In this talk, we will disscuss relations between classes $P_{\alpha}$ of P-hierarchy and other special types of ultrafilters like: Baumgartner’s I-ultrafilters, thin ultrafilters, summable ultrafilters, and van der Waerden ultrafilters.

## Ryszard Frankiewicz: Around the Gitik-Shelah theorem

Forcing seminar (Tel Aviv University)

December 9th 2014, 9-11

Speaker: Ryszard Frankiewicz

Title: Around the Gitik-Shelah theorem

## Juliette Kennedy: Change the logic, change the meaning? Inner models and extended logics.

Friday Set Theory Seminar (HUJI)

We shall meet Friday (December 12) in the Hebrew University math
department building, at 10 am.

Speaker: Juliette Kennedy (Helsinki)

Title: Change the logic, change the meaning? Inner models and extended logics.

Abstract: In his 1946 Princeton Bicentennial Lecture Gödel suggested the problem of finding a notion of definability for set theory which is “formalism free” in a sense similar to the notion of computable function — a notion which is very robust with respect to its various associated formalisms. One way to interpret this suggestion is to consider standard notions of definability in set theory, which are usually built over first order logic, and change the underlying logic. We show that constructibility is not very sensitive to the underlying logic, and the same goes for hereditary ordinal definability (or HOD). Some interesting intermediate models are discussed. This is joint work with Menachem Magidor and Jouko Väänänen.

See you there!

## Chris Lambie-Hanson: Bounded Stationary Reflection

Students Set Theory Seminar (HUJI)

We shall meet Wednesday (December 10) in the Hebrew University (in Ross 70), 14:45-16:00.

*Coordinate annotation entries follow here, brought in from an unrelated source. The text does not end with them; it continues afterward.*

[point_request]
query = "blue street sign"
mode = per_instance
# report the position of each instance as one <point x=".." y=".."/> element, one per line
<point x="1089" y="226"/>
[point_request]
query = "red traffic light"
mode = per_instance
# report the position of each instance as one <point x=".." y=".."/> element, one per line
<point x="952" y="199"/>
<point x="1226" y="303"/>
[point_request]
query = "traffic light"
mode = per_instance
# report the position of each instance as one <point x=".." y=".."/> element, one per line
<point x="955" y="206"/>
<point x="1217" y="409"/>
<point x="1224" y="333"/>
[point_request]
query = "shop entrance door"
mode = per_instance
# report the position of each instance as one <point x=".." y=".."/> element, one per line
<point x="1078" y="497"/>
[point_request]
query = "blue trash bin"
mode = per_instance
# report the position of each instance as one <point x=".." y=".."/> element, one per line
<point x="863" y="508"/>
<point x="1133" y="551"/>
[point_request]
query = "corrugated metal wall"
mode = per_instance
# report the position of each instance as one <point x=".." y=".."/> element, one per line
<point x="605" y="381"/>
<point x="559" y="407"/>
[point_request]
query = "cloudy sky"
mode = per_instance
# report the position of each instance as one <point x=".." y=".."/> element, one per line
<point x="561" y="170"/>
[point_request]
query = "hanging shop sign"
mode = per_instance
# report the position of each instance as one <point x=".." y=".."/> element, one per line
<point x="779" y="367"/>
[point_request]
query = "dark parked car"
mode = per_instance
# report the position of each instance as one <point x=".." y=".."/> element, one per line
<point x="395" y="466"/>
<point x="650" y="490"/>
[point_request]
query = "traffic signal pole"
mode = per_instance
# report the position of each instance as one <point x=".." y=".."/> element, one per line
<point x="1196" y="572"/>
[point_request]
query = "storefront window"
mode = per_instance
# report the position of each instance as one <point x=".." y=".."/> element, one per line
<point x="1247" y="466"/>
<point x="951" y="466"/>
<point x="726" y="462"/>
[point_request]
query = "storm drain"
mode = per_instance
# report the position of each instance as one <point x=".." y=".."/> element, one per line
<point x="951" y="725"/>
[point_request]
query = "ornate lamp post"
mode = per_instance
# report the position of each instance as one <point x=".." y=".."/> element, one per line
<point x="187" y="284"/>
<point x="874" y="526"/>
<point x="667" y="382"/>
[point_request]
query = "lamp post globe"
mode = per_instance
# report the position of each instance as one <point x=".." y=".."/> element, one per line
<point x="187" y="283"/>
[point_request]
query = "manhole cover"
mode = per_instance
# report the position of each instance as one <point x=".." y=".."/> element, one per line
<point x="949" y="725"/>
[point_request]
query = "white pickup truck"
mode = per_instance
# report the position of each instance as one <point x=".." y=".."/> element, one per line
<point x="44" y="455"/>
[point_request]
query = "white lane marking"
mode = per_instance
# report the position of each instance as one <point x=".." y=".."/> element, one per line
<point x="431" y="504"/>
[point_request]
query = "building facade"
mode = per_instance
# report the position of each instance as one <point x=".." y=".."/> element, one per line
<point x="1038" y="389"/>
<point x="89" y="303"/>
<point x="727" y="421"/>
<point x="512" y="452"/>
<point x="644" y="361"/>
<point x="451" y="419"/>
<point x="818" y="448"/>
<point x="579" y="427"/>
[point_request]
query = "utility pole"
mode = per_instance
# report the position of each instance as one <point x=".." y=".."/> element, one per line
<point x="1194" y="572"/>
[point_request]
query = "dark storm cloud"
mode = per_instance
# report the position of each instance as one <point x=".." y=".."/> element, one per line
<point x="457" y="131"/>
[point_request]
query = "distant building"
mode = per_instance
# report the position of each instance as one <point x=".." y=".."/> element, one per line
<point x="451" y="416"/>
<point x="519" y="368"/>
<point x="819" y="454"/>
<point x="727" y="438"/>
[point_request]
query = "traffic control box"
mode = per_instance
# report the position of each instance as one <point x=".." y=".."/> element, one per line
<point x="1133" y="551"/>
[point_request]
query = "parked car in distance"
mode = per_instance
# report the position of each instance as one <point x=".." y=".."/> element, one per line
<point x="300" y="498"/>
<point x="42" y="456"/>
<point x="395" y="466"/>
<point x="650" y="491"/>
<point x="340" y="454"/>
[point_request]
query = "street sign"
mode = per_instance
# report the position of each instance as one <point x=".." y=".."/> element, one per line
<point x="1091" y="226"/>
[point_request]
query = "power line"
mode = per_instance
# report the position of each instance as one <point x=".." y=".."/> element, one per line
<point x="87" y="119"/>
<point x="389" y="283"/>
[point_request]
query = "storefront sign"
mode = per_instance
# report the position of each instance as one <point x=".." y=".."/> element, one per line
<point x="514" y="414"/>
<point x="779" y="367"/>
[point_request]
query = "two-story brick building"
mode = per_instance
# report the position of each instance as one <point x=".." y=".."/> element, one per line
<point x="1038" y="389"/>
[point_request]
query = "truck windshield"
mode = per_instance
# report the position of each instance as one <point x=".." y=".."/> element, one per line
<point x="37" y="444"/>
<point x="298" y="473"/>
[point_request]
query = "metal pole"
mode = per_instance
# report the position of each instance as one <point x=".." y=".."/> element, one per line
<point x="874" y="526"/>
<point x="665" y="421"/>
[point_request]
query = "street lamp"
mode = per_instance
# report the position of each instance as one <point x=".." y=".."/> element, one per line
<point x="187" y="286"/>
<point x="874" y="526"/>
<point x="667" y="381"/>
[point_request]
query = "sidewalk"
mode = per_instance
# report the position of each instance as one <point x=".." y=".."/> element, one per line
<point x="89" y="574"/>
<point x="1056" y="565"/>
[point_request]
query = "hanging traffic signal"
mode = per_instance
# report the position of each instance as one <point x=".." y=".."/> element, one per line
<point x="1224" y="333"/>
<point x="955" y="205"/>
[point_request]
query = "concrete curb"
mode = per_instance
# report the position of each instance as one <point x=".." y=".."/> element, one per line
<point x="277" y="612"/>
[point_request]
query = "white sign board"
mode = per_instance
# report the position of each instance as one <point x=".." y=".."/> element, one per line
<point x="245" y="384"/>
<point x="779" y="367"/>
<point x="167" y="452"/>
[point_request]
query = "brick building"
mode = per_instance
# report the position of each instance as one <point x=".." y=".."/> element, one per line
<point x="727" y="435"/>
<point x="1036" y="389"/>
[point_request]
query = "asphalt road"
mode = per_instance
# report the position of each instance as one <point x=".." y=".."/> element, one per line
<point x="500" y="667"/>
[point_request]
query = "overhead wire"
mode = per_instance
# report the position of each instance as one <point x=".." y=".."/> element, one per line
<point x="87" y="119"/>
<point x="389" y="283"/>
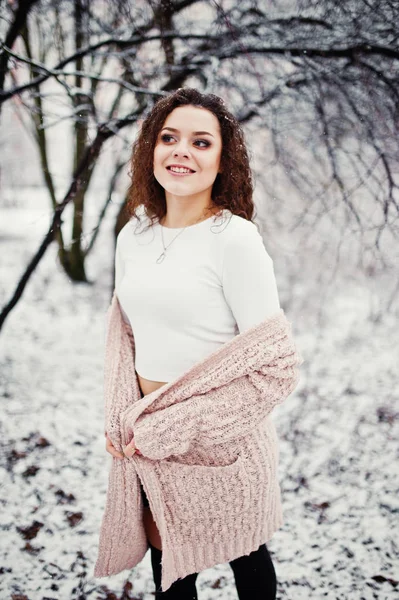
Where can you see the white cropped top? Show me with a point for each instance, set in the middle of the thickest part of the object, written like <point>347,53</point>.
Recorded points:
<point>216,280</point>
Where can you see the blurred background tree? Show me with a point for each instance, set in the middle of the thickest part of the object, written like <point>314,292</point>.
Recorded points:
<point>315,84</point>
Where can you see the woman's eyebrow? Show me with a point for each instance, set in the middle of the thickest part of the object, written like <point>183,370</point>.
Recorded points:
<point>194,132</point>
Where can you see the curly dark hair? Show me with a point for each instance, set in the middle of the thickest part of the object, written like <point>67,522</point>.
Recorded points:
<point>232,188</point>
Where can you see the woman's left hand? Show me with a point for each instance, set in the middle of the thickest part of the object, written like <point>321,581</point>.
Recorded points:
<point>130,449</point>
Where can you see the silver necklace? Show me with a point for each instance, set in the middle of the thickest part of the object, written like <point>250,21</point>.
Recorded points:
<point>162,256</point>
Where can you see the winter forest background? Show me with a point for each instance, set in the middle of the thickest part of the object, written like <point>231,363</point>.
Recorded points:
<point>316,87</point>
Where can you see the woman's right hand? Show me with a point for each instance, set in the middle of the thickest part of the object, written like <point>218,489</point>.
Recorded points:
<point>111,448</point>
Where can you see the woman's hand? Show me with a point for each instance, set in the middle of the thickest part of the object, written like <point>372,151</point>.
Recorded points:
<point>111,448</point>
<point>128,450</point>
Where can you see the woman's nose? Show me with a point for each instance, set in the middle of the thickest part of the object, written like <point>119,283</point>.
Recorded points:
<point>181,149</point>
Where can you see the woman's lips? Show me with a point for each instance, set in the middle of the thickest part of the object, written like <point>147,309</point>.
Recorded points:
<point>179,174</point>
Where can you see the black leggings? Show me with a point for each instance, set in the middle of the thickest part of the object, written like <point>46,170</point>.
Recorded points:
<point>254,575</point>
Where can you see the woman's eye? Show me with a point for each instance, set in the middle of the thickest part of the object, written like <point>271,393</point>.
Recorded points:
<point>165,137</point>
<point>203,142</point>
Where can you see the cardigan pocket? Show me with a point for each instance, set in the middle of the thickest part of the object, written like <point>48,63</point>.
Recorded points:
<point>204,495</point>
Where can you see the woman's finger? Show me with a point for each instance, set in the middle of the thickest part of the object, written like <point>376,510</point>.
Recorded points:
<point>112,450</point>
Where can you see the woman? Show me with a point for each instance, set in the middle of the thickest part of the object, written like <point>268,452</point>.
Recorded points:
<point>196,311</point>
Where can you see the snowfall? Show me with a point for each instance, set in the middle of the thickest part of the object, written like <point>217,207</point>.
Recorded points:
<point>338,431</point>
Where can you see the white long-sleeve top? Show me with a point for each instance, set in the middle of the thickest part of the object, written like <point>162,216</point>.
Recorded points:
<point>216,280</point>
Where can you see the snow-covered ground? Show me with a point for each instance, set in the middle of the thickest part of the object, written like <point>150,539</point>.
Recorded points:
<point>339,435</point>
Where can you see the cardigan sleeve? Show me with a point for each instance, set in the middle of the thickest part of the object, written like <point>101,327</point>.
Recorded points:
<point>221,415</point>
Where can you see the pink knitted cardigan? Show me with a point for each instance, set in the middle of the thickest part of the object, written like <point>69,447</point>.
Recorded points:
<point>209,450</point>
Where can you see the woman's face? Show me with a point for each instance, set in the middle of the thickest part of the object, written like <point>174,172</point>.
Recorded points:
<point>187,152</point>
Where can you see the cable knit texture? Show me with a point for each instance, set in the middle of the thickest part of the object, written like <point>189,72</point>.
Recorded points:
<point>209,450</point>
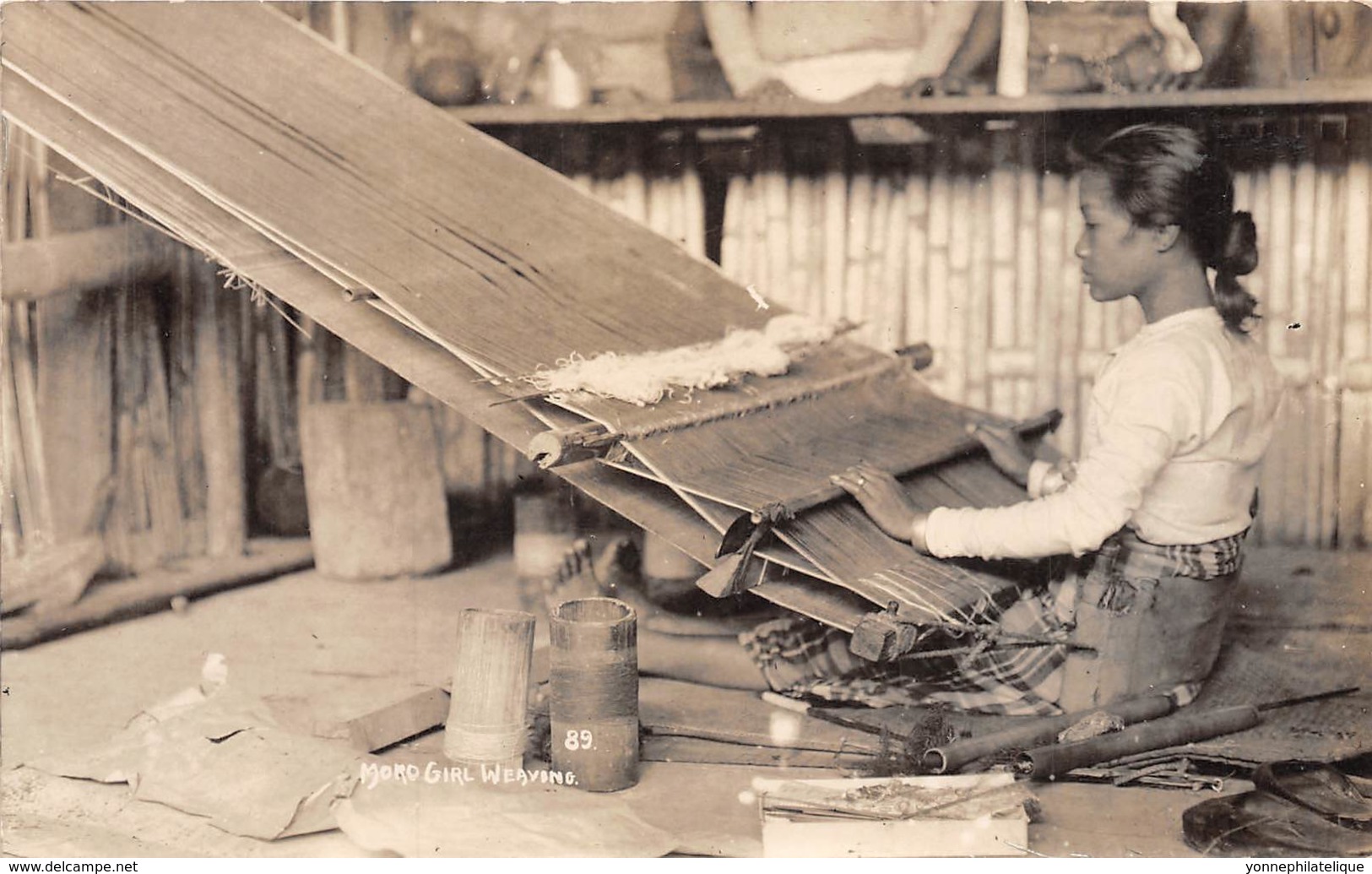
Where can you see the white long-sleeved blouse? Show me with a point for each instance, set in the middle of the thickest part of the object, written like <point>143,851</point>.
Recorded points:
<point>1179,421</point>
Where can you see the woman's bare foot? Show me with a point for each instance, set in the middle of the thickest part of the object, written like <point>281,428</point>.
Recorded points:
<point>612,575</point>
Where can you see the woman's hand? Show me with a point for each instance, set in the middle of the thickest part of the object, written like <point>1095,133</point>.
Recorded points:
<point>1006,449</point>
<point>885,501</point>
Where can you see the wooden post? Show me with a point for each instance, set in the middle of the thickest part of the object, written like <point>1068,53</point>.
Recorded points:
<point>594,698</point>
<point>219,391</point>
<point>487,715</point>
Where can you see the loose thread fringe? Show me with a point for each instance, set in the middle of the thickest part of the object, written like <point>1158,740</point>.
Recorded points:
<point>648,377</point>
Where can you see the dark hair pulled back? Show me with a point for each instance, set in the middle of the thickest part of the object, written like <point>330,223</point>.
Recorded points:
<point>1163,175</point>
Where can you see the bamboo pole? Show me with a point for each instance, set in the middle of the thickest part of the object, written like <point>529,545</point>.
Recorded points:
<point>593,704</point>
<point>1327,289</point>
<point>773,179</point>
<point>836,220</point>
<point>937,307</point>
<point>980,307</point>
<point>917,250</point>
<point>893,270</point>
<point>797,239</point>
<point>1302,345</point>
<point>873,259</point>
<point>731,246</point>
<point>961,232</point>
<point>17,475</point>
<point>162,475</point>
<point>1029,294</point>
<point>221,432</point>
<point>1080,358</point>
<point>860,221</point>
<point>695,195</point>
<point>1354,523</point>
<point>184,415</point>
<point>80,261</point>
<point>816,296</point>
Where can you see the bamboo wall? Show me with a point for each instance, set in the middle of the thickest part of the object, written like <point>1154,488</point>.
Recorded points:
<point>966,241</point>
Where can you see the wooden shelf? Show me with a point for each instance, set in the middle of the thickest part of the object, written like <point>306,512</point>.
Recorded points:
<point>1335,96</point>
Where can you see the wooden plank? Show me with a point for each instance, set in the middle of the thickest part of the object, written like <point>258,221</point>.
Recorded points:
<point>85,261</point>
<point>154,590</point>
<point>399,720</point>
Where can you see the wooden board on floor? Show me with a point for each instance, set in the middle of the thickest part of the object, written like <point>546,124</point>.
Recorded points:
<point>731,715</point>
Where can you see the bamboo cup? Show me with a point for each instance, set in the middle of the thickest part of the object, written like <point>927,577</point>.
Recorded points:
<point>594,693</point>
<point>487,716</point>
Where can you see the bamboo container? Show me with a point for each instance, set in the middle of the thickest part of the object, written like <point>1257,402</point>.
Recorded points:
<point>487,716</point>
<point>873,259</point>
<point>593,707</point>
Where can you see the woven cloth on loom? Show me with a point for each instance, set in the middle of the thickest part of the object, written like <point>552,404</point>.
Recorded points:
<point>180,109</point>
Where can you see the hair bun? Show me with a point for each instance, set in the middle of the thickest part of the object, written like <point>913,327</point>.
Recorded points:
<point>1240,246</point>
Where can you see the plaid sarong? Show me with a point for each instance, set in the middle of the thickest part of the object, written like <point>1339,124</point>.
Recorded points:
<point>803,658</point>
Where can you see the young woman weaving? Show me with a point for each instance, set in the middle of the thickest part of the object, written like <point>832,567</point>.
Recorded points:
<point>1179,421</point>
<point>1156,509</point>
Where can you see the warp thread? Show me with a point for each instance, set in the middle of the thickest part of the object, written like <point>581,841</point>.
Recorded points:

Speaker: Chris Lambie-Hanson

Title: Bounded Stationary Reflection

Abstract: Eisworth, motivated in part by his work on square-bracket partition relations, asked whether it must be the case that if mu is a singular cardinal and every stationary subset of mu^+ reflects, then every stationary subset of mu^+ reflects at an ordinal of arbitrarily high cofinality below mu. We will give some background motivation, sketch a proof answering this question in the negative, and discuss various variations on Eisworth’s question.

## Andrés Caicedo: Co-analytic uniformization

Wednesday, December 10 from 3 to 4pm
Room: Math 226
Speaker: Andrés Caicedo (BSU)
Title: Co-analytic uniformization

Abstract: It is an easy consequence of the axiom of choice that if X is an arbitrary set and R is a binary relation on X (a subset of $X^2$) then R admits a uniformization, that is, there is a function f whose domain is $\{x \in X : \text{there is a } y \in X \text{ with } x R y\}$ and such that for all x in its domain, x R f(x).

If X is the set of reals, and R is a reasonably definable relation, one might expect that the existence of such a function f can actually be established without using the axiom of choice.

We sketch a classical result independently due to Novikov and Kondo showing that this is indeed the case if R is Borel (and even if it is “slightly” more complicated than Borel).